HP will soon be finished in the High End, they will be left to compete with the likes of Dell at the bottom end of the x86 tin pusher game, which to be frank is where they belong, because in this new highly integrated hardware/software world we are heading in to, they have nothing to offer.

Enter Matt Bryant...

HP cutting 1,300 (more) UK jobs, union claims

SplitBrain

Horrible Company

Like many have said, a glorified reseller which "Invents" bugger all, and shafts its employees worse than Ron Jeremy.

I have not ever met one happy HP employee, and I have worked with a lot of them from various areas from HPUX to EVA to Openview employees.

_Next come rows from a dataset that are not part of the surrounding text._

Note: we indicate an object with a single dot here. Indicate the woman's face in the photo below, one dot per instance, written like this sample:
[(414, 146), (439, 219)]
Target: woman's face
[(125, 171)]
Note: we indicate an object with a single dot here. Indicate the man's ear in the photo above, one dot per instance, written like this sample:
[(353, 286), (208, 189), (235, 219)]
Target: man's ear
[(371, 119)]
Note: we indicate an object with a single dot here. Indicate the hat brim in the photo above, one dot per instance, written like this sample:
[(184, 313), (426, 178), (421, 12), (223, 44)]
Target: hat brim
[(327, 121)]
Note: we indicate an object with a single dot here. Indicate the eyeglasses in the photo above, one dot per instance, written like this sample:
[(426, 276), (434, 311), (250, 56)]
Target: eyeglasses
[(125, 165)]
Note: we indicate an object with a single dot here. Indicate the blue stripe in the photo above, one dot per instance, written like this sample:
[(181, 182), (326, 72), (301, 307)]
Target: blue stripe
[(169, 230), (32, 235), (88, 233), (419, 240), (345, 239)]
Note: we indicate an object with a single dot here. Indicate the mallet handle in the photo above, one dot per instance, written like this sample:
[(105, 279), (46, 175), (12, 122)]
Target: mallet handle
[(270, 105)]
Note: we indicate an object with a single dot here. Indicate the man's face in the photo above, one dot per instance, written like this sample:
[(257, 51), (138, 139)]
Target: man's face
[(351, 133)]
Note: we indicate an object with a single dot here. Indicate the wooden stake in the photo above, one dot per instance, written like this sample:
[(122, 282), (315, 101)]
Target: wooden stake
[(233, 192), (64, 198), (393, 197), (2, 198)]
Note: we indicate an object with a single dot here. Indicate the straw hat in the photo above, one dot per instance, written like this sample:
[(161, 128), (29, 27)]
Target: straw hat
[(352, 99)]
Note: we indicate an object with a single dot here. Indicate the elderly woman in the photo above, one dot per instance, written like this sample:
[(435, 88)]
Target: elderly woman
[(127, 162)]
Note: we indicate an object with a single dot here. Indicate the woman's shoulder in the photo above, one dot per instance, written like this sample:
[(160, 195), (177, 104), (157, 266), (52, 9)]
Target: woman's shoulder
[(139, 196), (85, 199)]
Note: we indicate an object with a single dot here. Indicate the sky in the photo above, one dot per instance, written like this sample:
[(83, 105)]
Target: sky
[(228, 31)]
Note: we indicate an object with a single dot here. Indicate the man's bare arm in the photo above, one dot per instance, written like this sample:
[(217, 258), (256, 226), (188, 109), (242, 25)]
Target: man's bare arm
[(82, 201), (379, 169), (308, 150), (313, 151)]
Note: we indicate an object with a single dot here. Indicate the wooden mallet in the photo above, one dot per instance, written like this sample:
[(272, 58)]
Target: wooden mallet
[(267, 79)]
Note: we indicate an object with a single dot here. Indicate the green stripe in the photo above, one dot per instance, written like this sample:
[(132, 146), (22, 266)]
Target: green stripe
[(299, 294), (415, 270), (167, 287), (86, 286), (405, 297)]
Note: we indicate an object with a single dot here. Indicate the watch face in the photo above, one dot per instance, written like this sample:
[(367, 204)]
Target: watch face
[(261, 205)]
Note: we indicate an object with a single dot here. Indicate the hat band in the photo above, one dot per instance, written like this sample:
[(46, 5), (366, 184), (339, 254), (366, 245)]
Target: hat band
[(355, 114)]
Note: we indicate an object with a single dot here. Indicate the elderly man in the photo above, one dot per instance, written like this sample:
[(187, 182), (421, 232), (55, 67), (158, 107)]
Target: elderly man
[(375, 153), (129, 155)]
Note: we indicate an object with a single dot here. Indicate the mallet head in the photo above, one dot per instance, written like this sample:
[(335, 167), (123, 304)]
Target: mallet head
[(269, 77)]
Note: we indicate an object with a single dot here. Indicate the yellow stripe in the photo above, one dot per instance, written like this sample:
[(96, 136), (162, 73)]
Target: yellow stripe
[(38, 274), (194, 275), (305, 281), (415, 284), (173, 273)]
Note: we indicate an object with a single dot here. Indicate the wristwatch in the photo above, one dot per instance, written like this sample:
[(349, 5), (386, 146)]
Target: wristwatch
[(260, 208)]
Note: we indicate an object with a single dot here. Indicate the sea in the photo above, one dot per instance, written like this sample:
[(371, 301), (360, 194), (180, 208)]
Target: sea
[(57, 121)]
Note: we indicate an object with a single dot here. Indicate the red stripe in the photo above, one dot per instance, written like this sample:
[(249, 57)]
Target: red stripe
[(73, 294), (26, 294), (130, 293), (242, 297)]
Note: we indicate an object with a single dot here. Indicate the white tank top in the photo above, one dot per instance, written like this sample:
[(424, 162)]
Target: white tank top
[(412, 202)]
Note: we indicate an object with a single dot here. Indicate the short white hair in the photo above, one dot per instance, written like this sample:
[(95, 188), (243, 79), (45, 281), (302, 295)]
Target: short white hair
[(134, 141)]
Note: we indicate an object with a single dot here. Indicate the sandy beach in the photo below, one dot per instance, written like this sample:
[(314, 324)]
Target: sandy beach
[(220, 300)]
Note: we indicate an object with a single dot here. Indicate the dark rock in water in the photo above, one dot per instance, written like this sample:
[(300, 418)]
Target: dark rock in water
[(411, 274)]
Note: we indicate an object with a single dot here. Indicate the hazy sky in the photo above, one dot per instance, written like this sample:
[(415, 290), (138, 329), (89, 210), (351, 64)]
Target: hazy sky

Contrast with what was Sun where I was an employee (IBM too), where nearly everyone had at least some pride for the company and the engineering/academia it stood for.

Fujitsu starts building 10 petaflops Sparc64 super

SplitBrain
WTF?

Here's hoping it's make commercial.

Well, it's about bloody time there was a SPARC monster in the top 10, Sun never had the resources to do it seriously and it's taken Fujitsu with Japanese government backing (much like the US has backed the IBM Power based supers in the past) to create a next gen SPARC cpu with the grunt and scalability to do it.

I sincerely hope this CPU see's the light of day in the enterprise space, too much investment has gone into it for that not to happen.....in fact I would put money on a spin off of this CPU coming to market soon.

What OS is it running? Or is it not known yet? If it's Solaris 11 then we can be pretty damn sure we will see boxes based on this cpu in the field in the next couple of years.